Common Fingerprint Background Check Myths
As we’ve mentioned, the FBI has been using fingerprints to keep records and conduct background checks for nearly a hundred years. And the process has been digitized since 1999.
Yet there are a lot of misconceptions about fingerprint scanning and background checks. So we’ve combined a quick list of common myths and misconceptions and debunked them for you.
They Only Show Criminal History
Perhaps this myth stems from the natural association between background checks and criminal history. But in reality, fingerprint background checks reveal any legal incidents in which your fingerprints were taken.
This includes your criminal history, of course. Since the police take your fingerprints while processing you after an arrest, your past convictions and outcomes will also naturally appear on these checks.
But fingerprints can also reveal civil records since other organizations apart from potential employers may also use fingerprint background checks.
DMVs, for example, can use them to see your traffic history and determine if you’re eligible for licensing. And vehicle insurers can view your motor vehicle accident history before they set your premiums.
Identical Twins Have Similar Fingerprints
This is a common myth and a cause of concern for people whose identical twin has an extensive criminal past. But while identical twins have the same DNA, their fingerprints are different.

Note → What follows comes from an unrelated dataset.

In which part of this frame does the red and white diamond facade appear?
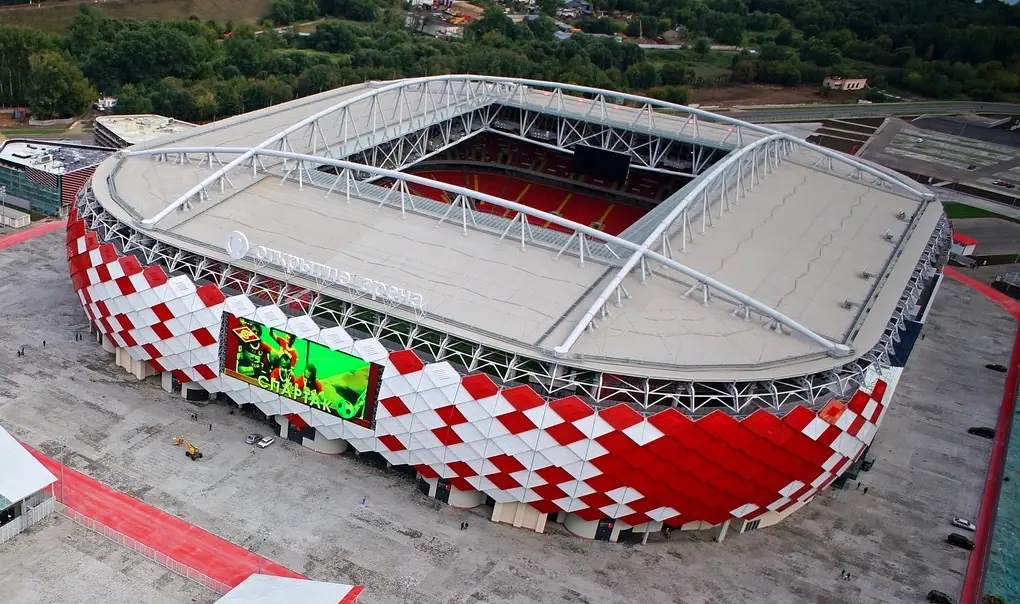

They Take Too Long to Return
We don’t live in the 20th century anymore where it could take months for the government to take your ink-stamped fingerprints and manually look up your records in a technical crime laboratory. Nowadays, fingerprint background checks typically take 1-3 days to complete.
The Bottom Line
Fingerprint scans are often considered the gold standard of criminal background checks. Since fingerprints are unique, people can’t lie on their applications by providing fake information, a common tactic among people trying to hide their criminal past.
Fortunately, states have limitations on how far back employers can view your criminal record through any background checks, including fingerprint background checks. This ensures people with a criminal history aren’t forever shunned from society and forced to work menial jobs.
Most states won’t give your employers records older than seven years, but there are exceptions with five or ten years.
If you have a criminal history and are trying to find work, we understand this sounds like too much time, but there’s no way around it, and you shouldn’t try to hide your criminal record while applying. So check your state’s limitations and wait it out.